Last Friday, the government announced that they had formed an Advisory Group for the appointment of the next Governor General, which looks increasingly to be a bit of cosmetic damage control rather than a substantive change in just how they are approaching vice-regal appointments. Indeed, the very fact that this is an "Advisory Group on the Selection of the Next Governor General" and not a reconstitution of the vice-regal appointments committee is an indication that this is a one-off whose sole purpose is to try and take the smell off of the lack of a process that led to Julie Payette's disastrous appointment. But more to the point, this is just one more half-measure from a government for whom half-measures have become its stock in trade.

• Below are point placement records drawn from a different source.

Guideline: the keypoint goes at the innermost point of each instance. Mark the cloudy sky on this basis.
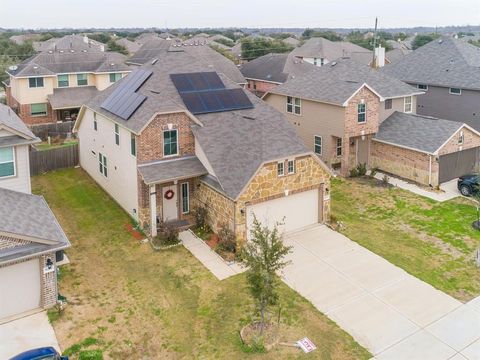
(236, 13)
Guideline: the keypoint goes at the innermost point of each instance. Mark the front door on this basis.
(169, 201)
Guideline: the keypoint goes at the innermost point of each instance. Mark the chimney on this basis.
(379, 56)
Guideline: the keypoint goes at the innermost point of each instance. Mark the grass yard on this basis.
(432, 241)
(129, 302)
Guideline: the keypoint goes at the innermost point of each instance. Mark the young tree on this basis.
(263, 256)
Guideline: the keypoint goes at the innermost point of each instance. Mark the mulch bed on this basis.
(135, 233)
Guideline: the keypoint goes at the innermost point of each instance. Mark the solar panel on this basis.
(124, 100)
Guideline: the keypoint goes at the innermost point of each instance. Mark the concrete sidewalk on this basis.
(209, 258)
(391, 313)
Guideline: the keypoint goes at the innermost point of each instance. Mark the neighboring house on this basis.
(156, 49)
(268, 71)
(195, 138)
(30, 236)
(52, 85)
(447, 70)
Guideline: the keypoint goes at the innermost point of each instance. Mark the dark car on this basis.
(46, 353)
(468, 185)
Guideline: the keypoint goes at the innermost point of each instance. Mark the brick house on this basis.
(52, 85)
(171, 155)
(30, 236)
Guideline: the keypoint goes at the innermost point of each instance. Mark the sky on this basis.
(236, 13)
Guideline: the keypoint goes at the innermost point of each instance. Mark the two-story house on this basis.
(30, 236)
(52, 85)
(341, 109)
(178, 134)
(446, 69)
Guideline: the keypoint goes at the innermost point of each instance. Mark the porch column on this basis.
(153, 211)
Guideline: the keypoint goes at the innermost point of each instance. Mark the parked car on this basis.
(468, 185)
(46, 353)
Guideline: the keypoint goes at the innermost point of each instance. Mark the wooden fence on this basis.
(48, 160)
(62, 130)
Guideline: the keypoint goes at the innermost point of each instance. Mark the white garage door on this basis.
(293, 211)
(19, 288)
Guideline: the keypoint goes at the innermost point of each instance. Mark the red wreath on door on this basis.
(169, 194)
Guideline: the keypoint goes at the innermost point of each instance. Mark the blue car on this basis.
(47, 353)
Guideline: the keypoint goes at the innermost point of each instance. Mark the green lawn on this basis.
(131, 302)
(431, 240)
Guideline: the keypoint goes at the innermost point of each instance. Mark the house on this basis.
(447, 70)
(320, 51)
(266, 72)
(52, 85)
(30, 236)
(194, 138)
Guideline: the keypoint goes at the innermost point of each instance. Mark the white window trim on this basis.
(458, 94)
(188, 197)
(14, 164)
(163, 144)
(315, 144)
(405, 104)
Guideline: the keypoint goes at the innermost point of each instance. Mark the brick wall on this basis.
(150, 141)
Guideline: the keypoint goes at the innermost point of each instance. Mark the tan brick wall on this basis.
(150, 141)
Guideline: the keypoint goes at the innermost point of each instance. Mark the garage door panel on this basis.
(289, 213)
(457, 164)
(19, 288)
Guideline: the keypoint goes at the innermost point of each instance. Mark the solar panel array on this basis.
(124, 100)
(205, 93)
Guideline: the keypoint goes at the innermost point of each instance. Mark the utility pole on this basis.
(374, 44)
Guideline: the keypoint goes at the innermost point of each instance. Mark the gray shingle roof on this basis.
(46, 63)
(71, 97)
(417, 132)
(445, 62)
(27, 216)
(275, 67)
(172, 169)
(10, 119)
(337, 81)
(235, 142)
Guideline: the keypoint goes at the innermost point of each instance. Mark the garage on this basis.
(20, 288)
(293, 212)
(459, 163)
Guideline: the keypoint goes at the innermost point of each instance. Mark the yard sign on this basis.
(306, 345)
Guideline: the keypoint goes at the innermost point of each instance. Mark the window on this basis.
(293, 105)
(62, 80)
(35, 82)
(102, 162)
(170, 142)
(7, 162)
(407, 104)
(82, 79)
(455, 91)
(318, 145)
(133, 145)
(280, 168)
(117, 134)
(185, 198)
(361, 113)
(339, 147)
(291, 166)
(388, 104)
(114, 77)
(38, 109)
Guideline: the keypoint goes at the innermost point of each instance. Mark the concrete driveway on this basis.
(27, 333)
(391, 313)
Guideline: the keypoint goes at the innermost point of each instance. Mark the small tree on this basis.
(263, 256)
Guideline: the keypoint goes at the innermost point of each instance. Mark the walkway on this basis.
(391, 313)
(209, 258)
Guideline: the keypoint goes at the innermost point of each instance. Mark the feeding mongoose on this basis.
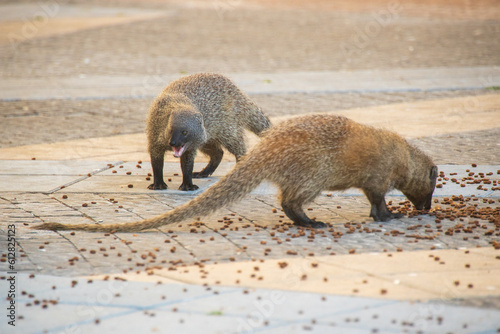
(304, 156)
(203, 112)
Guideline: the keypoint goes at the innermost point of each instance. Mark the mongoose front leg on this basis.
(187, 164)
(298, 216)
(379, 211)
(157, 165)
(215, 153)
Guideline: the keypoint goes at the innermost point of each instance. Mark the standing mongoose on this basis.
(304, 156)
(203, 112)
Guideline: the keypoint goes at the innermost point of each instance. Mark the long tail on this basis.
(246, 175)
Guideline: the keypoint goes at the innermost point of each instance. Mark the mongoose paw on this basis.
(188, 187)
(312, 223)
(200, 175)
(160, 186)
(387, 217)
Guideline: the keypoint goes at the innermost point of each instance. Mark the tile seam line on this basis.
(95, 172)
(128, 310)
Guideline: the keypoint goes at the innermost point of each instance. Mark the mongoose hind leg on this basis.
(187, 163)
(297, 215)
(157, 165)
(236, 145)
(379, 211)
(215, 152)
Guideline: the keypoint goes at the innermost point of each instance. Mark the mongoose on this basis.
(200, 112)
(304, 156)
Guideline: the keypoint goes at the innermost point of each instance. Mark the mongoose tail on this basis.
(231, 188)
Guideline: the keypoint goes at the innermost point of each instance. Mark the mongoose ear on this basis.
(433, 173)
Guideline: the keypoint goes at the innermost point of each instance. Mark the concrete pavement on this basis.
(245, 268)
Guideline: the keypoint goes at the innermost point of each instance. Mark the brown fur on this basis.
(205, 112)
(304, 156)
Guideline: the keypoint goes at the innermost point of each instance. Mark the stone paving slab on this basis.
(53, 304)
(391, 80)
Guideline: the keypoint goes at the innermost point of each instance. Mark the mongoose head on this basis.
(185, 131)
(421, 187)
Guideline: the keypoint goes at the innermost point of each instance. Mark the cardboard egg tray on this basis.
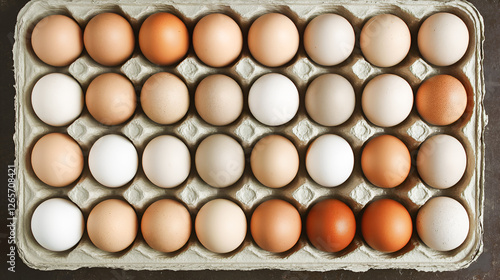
(302, 192)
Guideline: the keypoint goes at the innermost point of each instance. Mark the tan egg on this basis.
(217, 40)
(165, 98)
(274, 161)
(111, 99)
(218, 99)
(166, 225)
(441, 100)
(273, 39)
(163, 39)
(57, 40)
(386, 161)
(276, 226)
(112, 225)
(109, 39)
(57, 159)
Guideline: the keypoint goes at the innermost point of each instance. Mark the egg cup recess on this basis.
(163, 160)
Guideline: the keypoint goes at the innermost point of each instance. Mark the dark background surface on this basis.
(486, 267)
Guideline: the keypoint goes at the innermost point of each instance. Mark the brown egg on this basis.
(331, 225)
(386, 225)
(218, 99)
(57, 40)
(112, 225)
(441, 100)
(111, 99)
(109, 39)
(163, 39)
(166, 225)
(274, 161)
(276, 225)
(57, 159)
(273, 39)
(165, 98)
(217, 40)
(386, 161)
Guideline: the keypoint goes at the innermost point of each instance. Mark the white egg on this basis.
(330, 100)
(442, 223)
(441, 161)
(443, 39)
(166, 161)
(57, 99)
(387, 100)
(113, 160)
(220, 160)
(329, 39)
(57, 224)
(329, 160)
(273, 99)
(221, 225)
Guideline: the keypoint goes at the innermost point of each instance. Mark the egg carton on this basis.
(302, 192)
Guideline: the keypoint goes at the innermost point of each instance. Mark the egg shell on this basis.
(57, 159)
(330, 225)
(57, 224)
(221, 225)
(386, 225)
(109, 39)
(112, 225)
(217, 40)
(441, 100)
(275, 225)
(166, 225)
(57, 40)
(163, 38)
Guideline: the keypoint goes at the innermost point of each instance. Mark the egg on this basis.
(275, 225)
(385, 40)
(386, 225)
(443, 39)
(220, 160)
(166, 225)
(57, 99)
(163, 39)
(442, 223)
(113, 160)
(57, 159)
(165, 98)
(329, 160)
(111, 99)
(273, 99)
(166, 161)
(273, 39)
(112, 225)
(57, 40)
(217, 40)
(274, 161)
(109, 39)
(57, 224)
(441, 161)
(329, 39)
(330, 225)
(441, 100)
(385, 161)
(387, 100)
(221, 226)
(218, 99)
(330, 100)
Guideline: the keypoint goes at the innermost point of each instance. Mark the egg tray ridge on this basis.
(302, 192)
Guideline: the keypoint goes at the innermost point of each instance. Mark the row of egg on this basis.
(273, 99)
(57, 160)
(220, 225)
(273, 39)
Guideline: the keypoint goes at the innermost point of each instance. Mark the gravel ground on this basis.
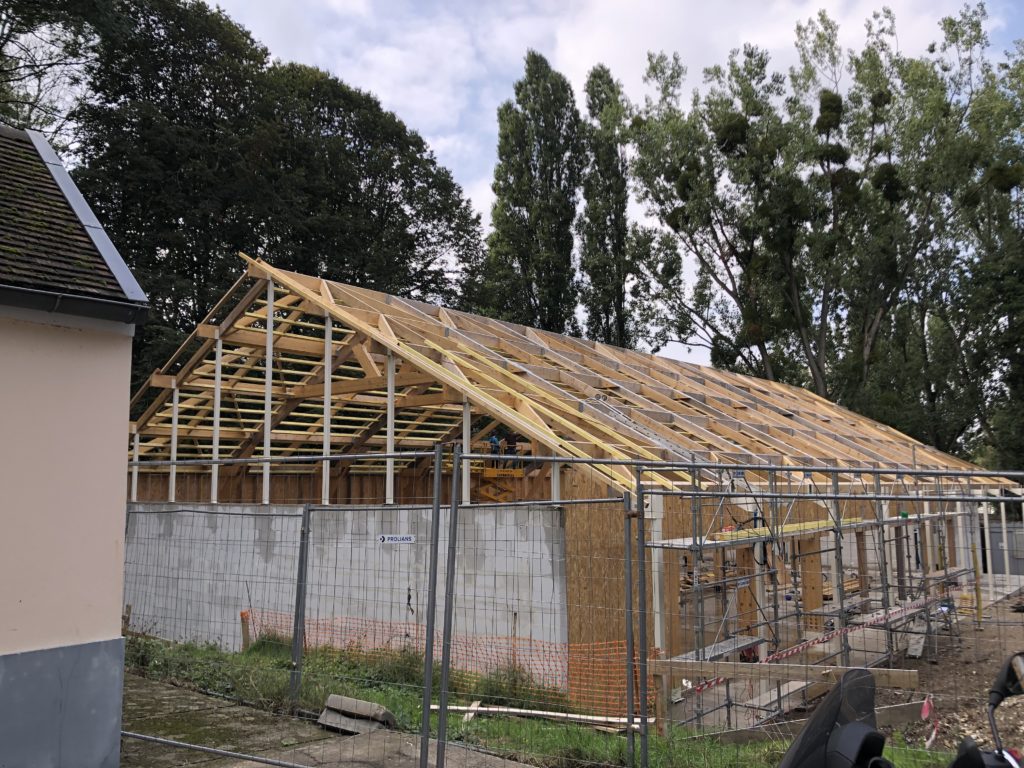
(958, 673)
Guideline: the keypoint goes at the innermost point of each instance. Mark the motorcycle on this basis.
(843, 731)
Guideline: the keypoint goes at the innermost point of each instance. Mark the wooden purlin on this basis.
(571, 396)
(473, 393)
(468, 343)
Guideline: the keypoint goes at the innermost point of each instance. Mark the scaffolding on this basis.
(787, 576)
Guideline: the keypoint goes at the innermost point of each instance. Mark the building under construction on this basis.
(775, 525)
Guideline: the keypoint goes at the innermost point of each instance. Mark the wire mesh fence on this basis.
(554, 619)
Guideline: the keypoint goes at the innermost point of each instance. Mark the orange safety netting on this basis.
(590, 677)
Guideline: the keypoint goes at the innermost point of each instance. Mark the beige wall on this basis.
(64, 426)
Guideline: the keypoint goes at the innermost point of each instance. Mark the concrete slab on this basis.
(160, 710)
(382, 749)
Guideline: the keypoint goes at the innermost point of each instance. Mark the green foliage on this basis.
(613, 292)
(845, 222)
(393, 678)
(528, 275)
(514, 686)
(193, 145)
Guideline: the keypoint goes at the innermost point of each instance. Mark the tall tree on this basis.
(164, 156)
(350, 194)
(193, 146)
(816, 204)
(528, 274)
(603, 225)
(42, 49)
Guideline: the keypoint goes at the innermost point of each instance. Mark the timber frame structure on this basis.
(357, 372)
(767, 512)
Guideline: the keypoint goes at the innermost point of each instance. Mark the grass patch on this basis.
(260, 677)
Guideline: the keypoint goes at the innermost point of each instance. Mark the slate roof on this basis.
(51, 245)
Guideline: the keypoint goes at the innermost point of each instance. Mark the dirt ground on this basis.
(957, 670)
(159, 710)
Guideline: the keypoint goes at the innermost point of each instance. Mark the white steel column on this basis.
(1006, 544)
(328, 380)
(961, 545)
(989, 559)
(467, 439)
(389, 476)
(215, 451)
(656, 514)
(556, 478)
(134, 473)
(172, 477)
(268, 391)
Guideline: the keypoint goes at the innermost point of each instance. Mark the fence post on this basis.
(628, 528)
(449, 606)
(839, 588)
(299, 626)
(642, 609)
(428, 650)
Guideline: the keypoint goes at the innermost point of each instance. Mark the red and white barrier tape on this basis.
(787, 652)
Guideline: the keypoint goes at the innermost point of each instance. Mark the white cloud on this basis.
(444, 68)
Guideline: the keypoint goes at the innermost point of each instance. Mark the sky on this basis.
(444, 68)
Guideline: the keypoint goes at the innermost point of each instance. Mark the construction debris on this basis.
(354, 716)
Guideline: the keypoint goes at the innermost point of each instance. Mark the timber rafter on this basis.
(564, 395)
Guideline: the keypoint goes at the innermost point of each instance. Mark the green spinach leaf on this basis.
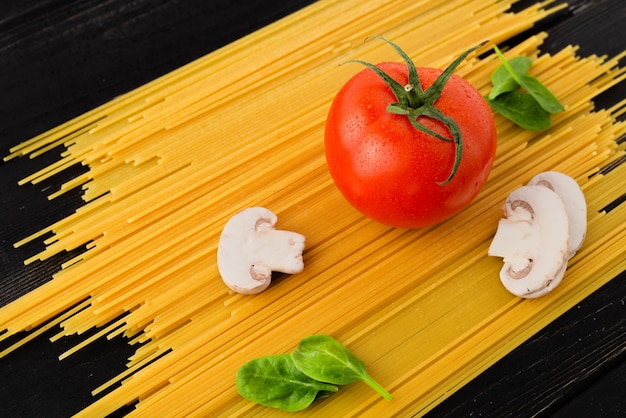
(541, 94)
(503, 81)
(323, 358)
(522, 109)
(276, 382)
(521, 97)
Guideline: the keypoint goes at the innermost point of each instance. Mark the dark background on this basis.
(60, 58)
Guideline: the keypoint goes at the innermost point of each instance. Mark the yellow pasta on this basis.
(171, 161)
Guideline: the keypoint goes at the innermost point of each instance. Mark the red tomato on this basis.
(392, 172)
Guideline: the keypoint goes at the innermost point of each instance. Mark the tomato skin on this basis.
(388, 170)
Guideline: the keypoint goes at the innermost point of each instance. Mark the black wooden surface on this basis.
(60, 58)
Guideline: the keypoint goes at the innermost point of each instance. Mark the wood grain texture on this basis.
(61, 58)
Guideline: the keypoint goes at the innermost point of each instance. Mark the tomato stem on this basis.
(414, 102)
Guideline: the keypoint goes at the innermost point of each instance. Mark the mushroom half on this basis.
(250, 248)
(574, 201)
(533, 241)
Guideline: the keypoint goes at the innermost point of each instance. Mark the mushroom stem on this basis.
(274, 250)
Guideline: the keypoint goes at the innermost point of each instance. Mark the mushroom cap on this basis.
(532, 240)
(574, 201)
(250, 248)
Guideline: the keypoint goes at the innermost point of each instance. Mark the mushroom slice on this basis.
(575, 205)
(251, 248)
(533, 241)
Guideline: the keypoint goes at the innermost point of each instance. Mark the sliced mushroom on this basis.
(533, 241)
(250, 248)
(574, 201)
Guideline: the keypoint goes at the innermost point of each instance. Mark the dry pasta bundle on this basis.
(171, 161)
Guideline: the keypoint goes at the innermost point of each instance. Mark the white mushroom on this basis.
(574, 201)
(250, 248)
(533, 241)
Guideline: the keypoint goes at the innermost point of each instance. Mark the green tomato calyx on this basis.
(413, 101)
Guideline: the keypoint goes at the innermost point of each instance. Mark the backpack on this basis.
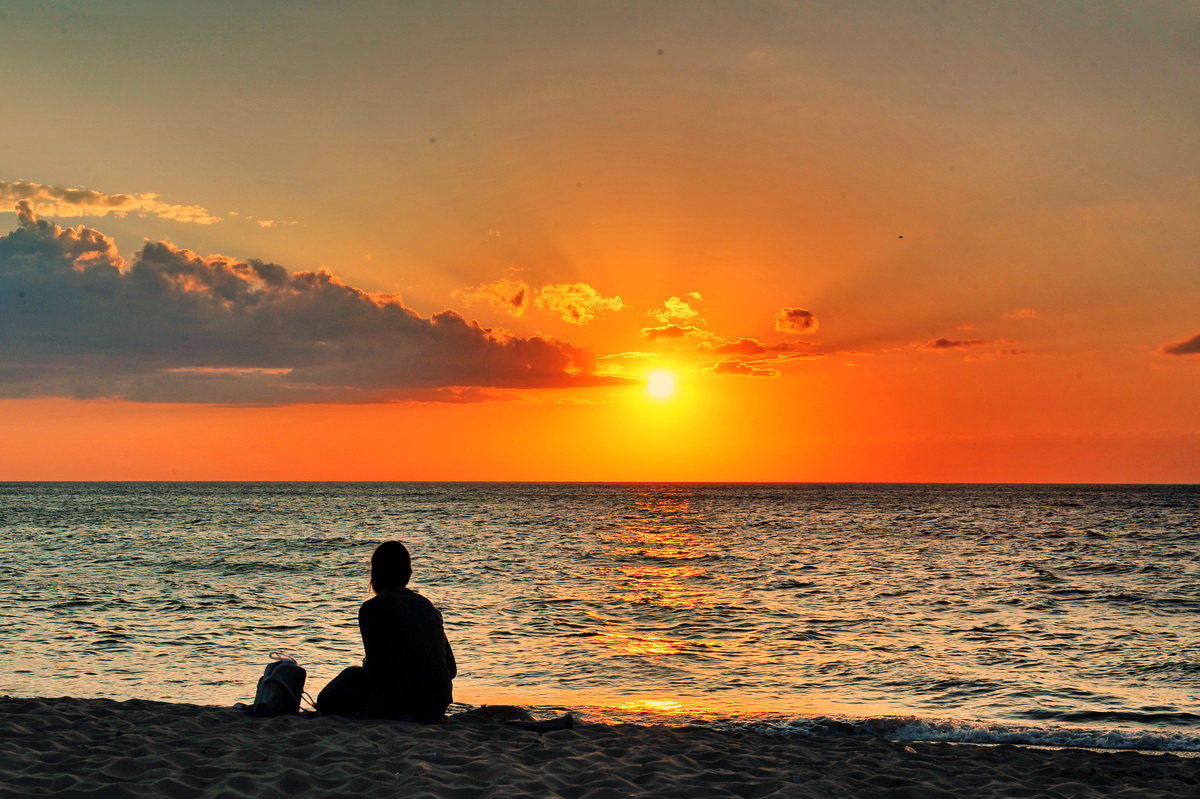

When the group was announced, everyone in the media declared that Trudeau had taken up the path laid by Stephen Harper in forming the committee, but they would be mistaken, because this committee has only the most superficial resemblance to the process laid out by the committee Harper created. For starters, the advisory group is not independent, like the vice-regal committee was. The fact that this is co-chaired by the minister for democratic institutions, Dominic LeBlanc, as well as the interim Clerk of the Privy Council means that this is very much under the government's thumb, rather than compiling a short list at arm's length that the prime minister would then get to choose from (which is an important component under the system of Responsible Government). In no way can prime minister Justin Trudeau claim that this committee is giving him independent advice.
The Canadian Secretary to the Queen, who chaired the old vice-regal committee, is absent from the Advisory Group, which is also somewhat telling because of how Trudeau appointed the current Canadian Secretary. Whereas the Canadian Secretary under Harper was a long-time civil servant who was attached to the Privy Council Office because it gave him the ability to act as a central coordinating body for royal tours, the current Canadian Secretary is a senior bureaucrat in PCO, three levels below the Clerk (and yes, there is a difference). The Canadian Secretary position is very much part-time for his other duties, which is another of the kinds of half-measures that this government enacted, and in my mind was partially borne out of necessity because relations with Rideau Hall had already deteriorated and the prime minister needed a different line of communication with the Queen. But that half-measure means that it was a poor fit for his inclusion with the half-measure of the Advisory Group.
As for the rest of the committee, there are legitimate questions as to why some of the members were chosen, aside from the obvious notion that this doesn't look like the permanent members of Harper's vice-regal committee, who were all white men (though the ad hoc members for each provincial appointment were much more varied). Daniel Jutras, the Rector of the Université de Montréal, has a background serving as the Executive Legal Officer to former Chief Justice Beverley McLachlin and sitting on the Senate appointment advisory committee, but as an academic, he has no record of writing about the Crown. Judith LaRocque, a former Secretary to three Governors General, is the only member who makes any particular sense because she would have the best notion of what the job entails.
Of the other two members, I don't object to the inclusion of Natan Obed, the president of Inuit Tapiriit Kanatami, given that the Governor General plays a particular role in terms of the relationship between the Crown and Indigenous people in Canada, and he would have valuable perspective to offer in that regard. That said, the inclusion of Suromitra Sanatani, the current Interim Board Chair of Canada Post, doesn't make any sense, most especially because in the government's press release, they listed her as an "experienced corporate director." This should ring alarm bells because someone with corporate board experience won't have any experience with the nature of the role of the GG, and more to the point, this was one of the problems with Payette's Secretary, Assunta di Lorenzo, where her experience as a corporate lawyer showed no actual understanding of the role of the GG when she was in the role of Secretary, and it caused a lot of problems with the office. This inclusion makes me wonder whether this government actually learned any lessons from the Payette appointment.
The creation of this half-measure reinforces the notion that Trudeau and his government refuse to take the vice-regal offices and the monarchy itself seriously, and more to the point, the announcement of this Advisory Group without any stated timelines or criteria of what they will be looking for in a successful candidate makes me wonder if they don't already have someone in mind and have created this group as a bit of window dressing to make it seem like they are course correcting after what happened with Payette, but only for show. That they won't properly reconstitute either the Canadian Secretary to the Queen's position, or the vice-regal appointments committee in its proper form demonstrates that they see these kinds of half-measures as being good for the purposes of optics, but without any of the substance behind it, which is poor form for any government.
What is going to be the most galling part of this exercise is the fact that this government will rush to pat themselves on the back and be self-congratulatory about the creation of this Advisory Group, when it's clear that they haven't actually done the work, as is the case with so many other half-measures that this government is becoming famous for. The fact that nearly six years into this government's time in office and they still haven't figured out that the constant half-measures aren't working for them and keep blowing up in their faces should be particularly alarming, especially as they're set to go for yet another round, crossing their fingers that they won't get another Payette rather than simply putting in the effort.